The Circuit Breaker and Intent Recovery

If the category scores are not satisfactory (e.g., Safety drops below 4), the harness halts the tool call.

To prevent the agent from crashing or entering an unhandled exception loop, the harness utilizes a Reinforcement Learning (RL) hook: it injects a synthetic, fake tool result back into the primary agent’s history (e.g., “Error: Action denied due to Safety Policy. %%Explanation%%. The current task is %%Current Task%%”). The agent is forced to reflect and fix its request natively, recovering its intent without ever touching the actual production API.

The Two-Rail Architecture

To make this work in production, the standard ReAct loop has to be re-architected. The focus shifts toward aggressively engineering the conversation history and managing secondary services that ensure the safety and effectiveness of the main agent loop.

The system will contain:

• The main ReAct loop runner (The Acting Rail).
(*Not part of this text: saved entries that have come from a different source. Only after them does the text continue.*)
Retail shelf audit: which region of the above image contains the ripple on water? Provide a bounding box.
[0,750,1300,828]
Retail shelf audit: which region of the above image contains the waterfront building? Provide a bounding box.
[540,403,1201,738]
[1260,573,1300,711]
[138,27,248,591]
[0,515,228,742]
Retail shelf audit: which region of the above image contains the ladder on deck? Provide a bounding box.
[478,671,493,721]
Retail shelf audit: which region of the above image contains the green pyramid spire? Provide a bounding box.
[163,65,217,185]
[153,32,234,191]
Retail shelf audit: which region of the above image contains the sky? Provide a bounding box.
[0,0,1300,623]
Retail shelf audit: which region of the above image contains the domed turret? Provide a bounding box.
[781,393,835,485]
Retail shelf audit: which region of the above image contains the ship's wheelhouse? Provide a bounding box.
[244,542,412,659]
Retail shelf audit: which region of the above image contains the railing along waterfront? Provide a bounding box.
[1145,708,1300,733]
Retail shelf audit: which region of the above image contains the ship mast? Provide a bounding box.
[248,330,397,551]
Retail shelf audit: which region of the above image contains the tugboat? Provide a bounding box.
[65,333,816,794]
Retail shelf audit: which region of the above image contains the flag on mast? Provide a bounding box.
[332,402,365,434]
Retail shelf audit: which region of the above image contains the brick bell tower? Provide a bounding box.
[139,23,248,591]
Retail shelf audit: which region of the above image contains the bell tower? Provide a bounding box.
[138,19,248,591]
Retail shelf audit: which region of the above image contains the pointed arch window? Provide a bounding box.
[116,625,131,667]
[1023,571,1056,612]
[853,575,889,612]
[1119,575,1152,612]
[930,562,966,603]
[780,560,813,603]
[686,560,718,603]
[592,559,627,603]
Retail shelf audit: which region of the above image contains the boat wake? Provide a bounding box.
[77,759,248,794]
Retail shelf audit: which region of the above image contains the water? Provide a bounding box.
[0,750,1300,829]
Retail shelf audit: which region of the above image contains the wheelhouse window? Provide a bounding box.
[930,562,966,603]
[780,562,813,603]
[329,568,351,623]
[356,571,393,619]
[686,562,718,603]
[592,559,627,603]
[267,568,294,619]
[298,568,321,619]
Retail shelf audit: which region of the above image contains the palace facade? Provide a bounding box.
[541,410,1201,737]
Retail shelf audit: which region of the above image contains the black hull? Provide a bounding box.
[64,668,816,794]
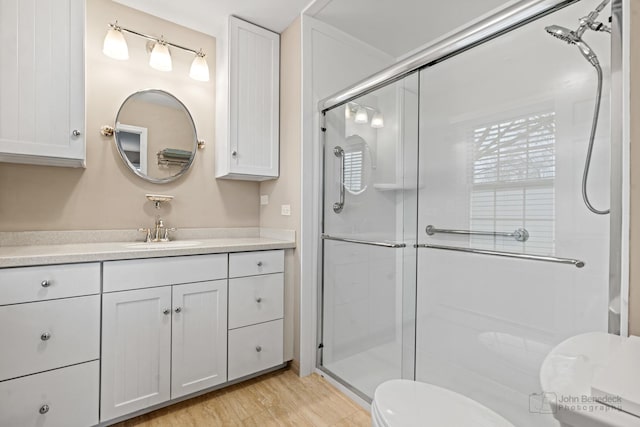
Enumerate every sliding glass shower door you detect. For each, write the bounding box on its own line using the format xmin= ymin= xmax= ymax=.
xmin=319 ymin=74 xmax=418 ymax=398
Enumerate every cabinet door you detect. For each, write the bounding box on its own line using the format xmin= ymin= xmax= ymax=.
xmin=171 ymin=280 xmax=227 ymax=399
xmin=0 ymin=0 xmax=85 ymax=167
xmin=100 ymin=287 xmax=171 ymax=421
xmin=227 ymin=17 xmax=280 ymax=179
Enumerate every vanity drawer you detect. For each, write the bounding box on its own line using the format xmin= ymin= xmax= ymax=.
xmin=0 ymin=262 xmax=100 ymax=305
xmin=0 ymin=295 xmax=100 ymax=381
xmin=0 ymin=361 xmax=99 ymax=427
xmin=102 ymin=254 xmax=227 ymax=292
xmin=229 ymin=250 xmax=284 ymax=277
xmin=228 ymin=319 xmax=284 ymax=381
xmin=229 ymin=273 xmax=284 ymax=329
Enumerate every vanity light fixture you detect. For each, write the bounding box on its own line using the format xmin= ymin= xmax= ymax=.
xmin=102 ymin=21 xmax=209 ymax=82
xmin=371 ymin=111 xmax=384 ymax=129
xmin=102 ymin=21 xmax=129 ymax=61
xmin=344 ymin=101 xmax=384 ymax=129
xmin=149 ymin=38 xmax=173 ymax=71
xmin=353 ymin=107 xmax=369 ymax=125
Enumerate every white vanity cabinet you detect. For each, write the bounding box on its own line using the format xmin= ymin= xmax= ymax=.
xmin=216 ymin=16 xmax=280 ymax=181
xmin=100 ymin=254 xmax=227 ymax=421
xmin=229 ymin=250 xmax=284 ymax=381
xmin=0 ymin=263 xmax=100 ymax=427
xmin=0 ymin=0 xmax=85 ymax=167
• A conversation history management module (The Control Rail).

• Handlers that kick in at every stage of the ReAct loop processing to trigger history rewrites and arbitrary validation pipelines, including Human-in-the-Loop (HITL).

Implementation

You can send your favorite coding agent to this article to see how to implement this pattern with your favorite open-source agent framework. I’ll show a Streetrace DSL snippet, as it clearly demonstrates how these primitives can be handled declaratively (the full agent definition is available on GitHub):

agent Planner:
    instruction planner_instruction
    tools fs_readonly

agent Actor:
    instruction actor_instruction
    tools fs
    history intent_realignment
    
    # Scoped Safety Rail for Actor
    on tool-call do
        # Trigger a "second opinion" from the thinking rail
        $score = call llm safety_judge using model "think"

        # Circuit Breaker & Intent Recovery
        if $score.safety < 4:
            log "Circuit breaker triggered: ${$score.explanation}"
            retry step "Error: Action denied due to Safety Policy. ${$score.explanation}"
    end

# --- FLOWS ---
# Orchestrates the Acting Rail and Thinking Rail
flow main:
    log "Initializing Two-Rail Architecture..."
    $history = []

    # 1. Planning Phase (Read-Only Pre-Flight)
    $plan = run agent Planner with initial user prompt
    log "Plan generated with ${len($plan.tasks)} tasks."
    
    # Seed history with the initial intent and the generated plan
    push initial user prompt as user to $history
    push $plan as assistant to $history

    # 2. Execution Loop (Acting Rail)
    for task in $plan.tasks do
        $current_task = task
        log "Starting execution of task: ${task.id}"

        # Run Actor with the accumulated history
        $result = run agent Actor with $current_task history $history

        # Update history for the next task
        push "Next Task: ${task.description}" as user to $history
        push $result as assistant to $history

        log "Task ${task.id} completed."
    end

    log "Main objective achieved. Drift successfully constrained."

The Bottom Line

This architecture demonstrates how automated history management blends with agent safety in a single solution, implementing a circuit breaker that leverages the model’s native reasoning capability to break out of unsafe execution paths.

The smarter the models become, the better they will be able to handle thinking and acting in the same continuous breath. But models will inherently stay probabilistic and a harness acts as the deterministic framework the model cannot override, so it provides guarantees you need to let your agent loose.

Guardrails are also not the only thing. There is so much more fun stuff we can build into the reasoning loop making our agents more creative, or more controlled, or more predictable, or more unpredictable.

What do you like to mix into the reasoning loop?

Keep your state clean and your harness tight.